The wheel could be seen on the track, but was just out of reach. She looked for the stationmaster but inevitably he had already left for the day. He had probably had to go home to lift his mother out of the bath, so that they could continue the jigsaw that they had started the night before.
When Claire finally reached the house, she phoned several numbers to alert someone to the situation, and try and receive some help from the department that helps get things off of tracks for people. Suprisingly, this department does not exist, but a few people recommended that she ring the station at 8 o’clock the next morning.
On my return from work I was informed of the drama, and we decided to write a note to the stationmaster and put it under the door of the station, so that he would see it and rush immediately to the damsel in distress first thing in the morning. We had written our phone number on the note and, when he had rescued the wheel, he could ring us and we would collect it.
The following morning came and the rain was once again tapping at the window as we waited in the kitchen for the phone to ring. I know that you will not be shocked to hear that the phone never rang, but when you are in these situations you would rather believe in humanity and hope, instead of negative cynicism.
At 8 o’clock I decided to go to the station personally and speak to the stationmaster, and hopefully retrieve the wheel that he had probably collected and been too busy too have let us know.
But life seldom turns out the way that you think, and when I did get there the chump behind the ticket desk muttered something about health and safety, and that he wasn’t insured to go on to the tracks. He pointed me towards a timetable that had a customer services number on the back of it, and that maybe they could help.

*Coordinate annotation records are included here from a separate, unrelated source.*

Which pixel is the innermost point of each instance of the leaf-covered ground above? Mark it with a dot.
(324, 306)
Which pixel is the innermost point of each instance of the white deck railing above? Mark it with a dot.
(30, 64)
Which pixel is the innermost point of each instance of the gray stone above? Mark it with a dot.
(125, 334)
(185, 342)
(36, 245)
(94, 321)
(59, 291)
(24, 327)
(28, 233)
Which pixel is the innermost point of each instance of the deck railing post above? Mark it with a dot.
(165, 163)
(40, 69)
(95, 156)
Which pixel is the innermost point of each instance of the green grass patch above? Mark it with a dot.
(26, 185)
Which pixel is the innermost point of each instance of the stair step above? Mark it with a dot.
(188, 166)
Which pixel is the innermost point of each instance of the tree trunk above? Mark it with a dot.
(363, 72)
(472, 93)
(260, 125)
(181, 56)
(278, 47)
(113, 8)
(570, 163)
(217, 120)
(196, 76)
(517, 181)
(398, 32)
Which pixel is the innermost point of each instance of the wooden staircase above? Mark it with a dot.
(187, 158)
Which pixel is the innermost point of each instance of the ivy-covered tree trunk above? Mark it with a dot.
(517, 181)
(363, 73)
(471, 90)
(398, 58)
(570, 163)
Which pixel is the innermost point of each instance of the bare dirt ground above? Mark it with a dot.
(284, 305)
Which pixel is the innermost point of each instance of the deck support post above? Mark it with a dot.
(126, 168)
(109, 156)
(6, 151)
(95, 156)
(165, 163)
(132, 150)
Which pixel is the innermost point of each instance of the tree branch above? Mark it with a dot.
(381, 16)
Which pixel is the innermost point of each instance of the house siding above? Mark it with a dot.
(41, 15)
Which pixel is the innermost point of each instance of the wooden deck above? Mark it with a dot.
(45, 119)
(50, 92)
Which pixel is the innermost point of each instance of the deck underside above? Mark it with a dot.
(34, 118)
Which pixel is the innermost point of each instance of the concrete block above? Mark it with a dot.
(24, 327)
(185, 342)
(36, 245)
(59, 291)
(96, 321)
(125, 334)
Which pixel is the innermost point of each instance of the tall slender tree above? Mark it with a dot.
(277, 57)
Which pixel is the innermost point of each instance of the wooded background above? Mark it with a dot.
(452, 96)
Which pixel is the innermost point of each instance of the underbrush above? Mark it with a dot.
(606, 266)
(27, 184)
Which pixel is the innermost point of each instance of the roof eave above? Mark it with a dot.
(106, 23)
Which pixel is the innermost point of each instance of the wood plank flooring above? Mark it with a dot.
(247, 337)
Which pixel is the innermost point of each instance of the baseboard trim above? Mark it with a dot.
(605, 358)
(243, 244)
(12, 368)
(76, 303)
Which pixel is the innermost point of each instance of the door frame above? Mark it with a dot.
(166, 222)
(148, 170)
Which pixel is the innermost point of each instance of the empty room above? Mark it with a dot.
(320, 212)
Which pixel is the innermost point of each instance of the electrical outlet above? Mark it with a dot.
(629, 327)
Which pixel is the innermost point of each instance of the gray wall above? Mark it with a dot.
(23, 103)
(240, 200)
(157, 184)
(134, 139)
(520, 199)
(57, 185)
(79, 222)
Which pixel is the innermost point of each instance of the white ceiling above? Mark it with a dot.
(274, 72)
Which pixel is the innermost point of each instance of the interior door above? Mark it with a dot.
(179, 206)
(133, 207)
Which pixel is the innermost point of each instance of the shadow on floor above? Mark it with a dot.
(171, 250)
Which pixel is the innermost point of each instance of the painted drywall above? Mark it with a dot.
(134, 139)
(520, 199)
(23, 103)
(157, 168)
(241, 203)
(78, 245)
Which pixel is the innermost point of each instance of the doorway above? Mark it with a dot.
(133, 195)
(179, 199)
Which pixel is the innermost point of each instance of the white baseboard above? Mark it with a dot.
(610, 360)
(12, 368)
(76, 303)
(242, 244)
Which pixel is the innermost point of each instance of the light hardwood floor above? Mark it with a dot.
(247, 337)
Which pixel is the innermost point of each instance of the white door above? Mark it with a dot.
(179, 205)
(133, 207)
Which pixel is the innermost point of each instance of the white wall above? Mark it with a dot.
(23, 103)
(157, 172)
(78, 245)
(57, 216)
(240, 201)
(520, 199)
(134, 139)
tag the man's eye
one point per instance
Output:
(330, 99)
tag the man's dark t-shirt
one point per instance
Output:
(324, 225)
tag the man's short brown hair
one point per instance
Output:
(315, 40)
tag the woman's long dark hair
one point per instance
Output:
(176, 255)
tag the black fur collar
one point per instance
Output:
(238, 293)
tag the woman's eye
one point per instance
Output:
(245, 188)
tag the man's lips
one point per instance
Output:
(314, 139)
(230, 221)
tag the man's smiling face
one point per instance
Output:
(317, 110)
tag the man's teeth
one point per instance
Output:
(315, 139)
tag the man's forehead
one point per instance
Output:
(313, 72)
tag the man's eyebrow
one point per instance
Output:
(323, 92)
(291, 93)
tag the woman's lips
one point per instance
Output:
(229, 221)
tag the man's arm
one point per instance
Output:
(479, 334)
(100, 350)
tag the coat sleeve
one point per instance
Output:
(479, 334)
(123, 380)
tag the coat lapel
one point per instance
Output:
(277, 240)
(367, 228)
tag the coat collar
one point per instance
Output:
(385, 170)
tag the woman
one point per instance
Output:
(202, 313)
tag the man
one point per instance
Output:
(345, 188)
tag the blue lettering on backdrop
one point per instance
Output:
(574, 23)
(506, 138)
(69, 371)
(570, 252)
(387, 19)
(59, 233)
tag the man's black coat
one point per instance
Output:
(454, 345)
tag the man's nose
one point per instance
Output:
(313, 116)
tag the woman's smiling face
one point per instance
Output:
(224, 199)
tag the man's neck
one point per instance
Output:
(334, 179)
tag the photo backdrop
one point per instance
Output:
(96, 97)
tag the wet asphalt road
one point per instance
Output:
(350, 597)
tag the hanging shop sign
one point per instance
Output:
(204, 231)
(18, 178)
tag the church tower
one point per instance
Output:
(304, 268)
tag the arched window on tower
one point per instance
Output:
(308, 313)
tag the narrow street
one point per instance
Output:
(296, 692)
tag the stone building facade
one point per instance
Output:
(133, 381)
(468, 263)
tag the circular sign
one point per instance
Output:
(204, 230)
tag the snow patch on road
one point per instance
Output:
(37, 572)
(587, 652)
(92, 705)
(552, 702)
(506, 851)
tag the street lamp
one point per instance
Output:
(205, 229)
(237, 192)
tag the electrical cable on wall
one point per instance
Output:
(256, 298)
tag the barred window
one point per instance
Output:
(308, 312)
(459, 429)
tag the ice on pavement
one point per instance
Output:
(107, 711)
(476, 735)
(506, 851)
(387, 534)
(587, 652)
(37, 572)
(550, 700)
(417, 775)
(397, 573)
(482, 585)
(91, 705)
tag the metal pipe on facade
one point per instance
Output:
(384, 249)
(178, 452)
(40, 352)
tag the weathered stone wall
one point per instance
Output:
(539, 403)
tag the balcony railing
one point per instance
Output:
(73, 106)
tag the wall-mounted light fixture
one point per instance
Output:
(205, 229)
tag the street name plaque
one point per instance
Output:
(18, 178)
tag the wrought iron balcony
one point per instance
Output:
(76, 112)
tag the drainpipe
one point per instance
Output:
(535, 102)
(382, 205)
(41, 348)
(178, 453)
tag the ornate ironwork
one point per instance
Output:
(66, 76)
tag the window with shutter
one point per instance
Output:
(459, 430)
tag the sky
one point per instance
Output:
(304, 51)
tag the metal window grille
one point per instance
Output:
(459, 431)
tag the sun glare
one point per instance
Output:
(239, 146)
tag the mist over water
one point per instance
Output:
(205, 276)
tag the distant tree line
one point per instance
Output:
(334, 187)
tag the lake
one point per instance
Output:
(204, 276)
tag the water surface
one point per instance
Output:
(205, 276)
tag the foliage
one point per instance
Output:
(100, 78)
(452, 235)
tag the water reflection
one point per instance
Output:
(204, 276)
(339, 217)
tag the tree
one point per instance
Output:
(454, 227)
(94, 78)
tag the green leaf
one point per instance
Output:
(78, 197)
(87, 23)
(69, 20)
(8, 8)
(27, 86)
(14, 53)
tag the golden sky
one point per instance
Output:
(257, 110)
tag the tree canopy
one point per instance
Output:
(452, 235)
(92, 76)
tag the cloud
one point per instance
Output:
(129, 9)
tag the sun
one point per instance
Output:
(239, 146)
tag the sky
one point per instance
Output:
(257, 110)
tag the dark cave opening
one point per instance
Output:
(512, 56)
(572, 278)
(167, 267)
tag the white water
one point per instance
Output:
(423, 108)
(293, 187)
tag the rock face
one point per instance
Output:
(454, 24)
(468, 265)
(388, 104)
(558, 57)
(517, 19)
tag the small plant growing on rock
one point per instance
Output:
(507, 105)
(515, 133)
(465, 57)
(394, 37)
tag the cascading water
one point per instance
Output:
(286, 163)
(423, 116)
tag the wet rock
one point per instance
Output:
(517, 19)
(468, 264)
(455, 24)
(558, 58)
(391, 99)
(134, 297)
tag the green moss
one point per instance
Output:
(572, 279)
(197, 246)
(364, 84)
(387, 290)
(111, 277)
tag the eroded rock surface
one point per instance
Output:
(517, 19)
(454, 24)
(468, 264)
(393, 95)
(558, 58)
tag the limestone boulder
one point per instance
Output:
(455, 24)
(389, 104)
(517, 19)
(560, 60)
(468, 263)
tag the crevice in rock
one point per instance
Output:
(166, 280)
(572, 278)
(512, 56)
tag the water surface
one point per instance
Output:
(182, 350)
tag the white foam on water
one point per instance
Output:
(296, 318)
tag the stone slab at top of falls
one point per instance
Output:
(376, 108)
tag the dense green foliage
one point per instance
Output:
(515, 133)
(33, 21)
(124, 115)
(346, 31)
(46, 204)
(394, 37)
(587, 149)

I picked up the timetable and then walked down on to the platform just to see if I could find it and check that it was still all right. I had images of it being snapped in half and poking out of a bush that ran parallel to the platform. But, as I walked passed about 40 commuters on their way to Manchester, carefully scanning the tracks, I then found it at the end of the platform in perfect condition.
It was just resting on the nearest track, and was teasing me to grab it. I quickly weighed up the hassle that would be involved in having to ring up customer services and explain to them what the problem was, and then wait for them to arrive so that we could collect it from them; and the off chance of getting electrocuted and dying.
I am not an expert on the mechanics of the modern railway; I know a few tricks for fare dodging but technical knowledge has evaded me. So, I quickly asked a girl dressed in a nice business suit if she knew if the first rail was electric, or not. She shrugged, but in her eyes she was thinking who is this mad man that is talking about touching tracks.
A new pushchair wheel was, Claire and I had assumed to be, about £70. I quickly decided that £70 is enough to make me gamble on my own health, and so jumped down into the tracks and flicked the wheel off the rail using a rolled up timetable. I grabbed the wheel and then jumped back up on to the platform.
I was expecting everyone to cheer, and hail the hero that had just fought the system and won. Instead, they all just looked at this suited man jumping on to train tracks and coming back with a pushchair wheel. Their eyes were wary as if I would strike out at any second, or put my tie around my head and roar. I thought it best to just make a quick exit, stage left.
So the moral of this story is don’t drop anything down the “GAP”, when it says “MIND THE GAP” it damn well means it.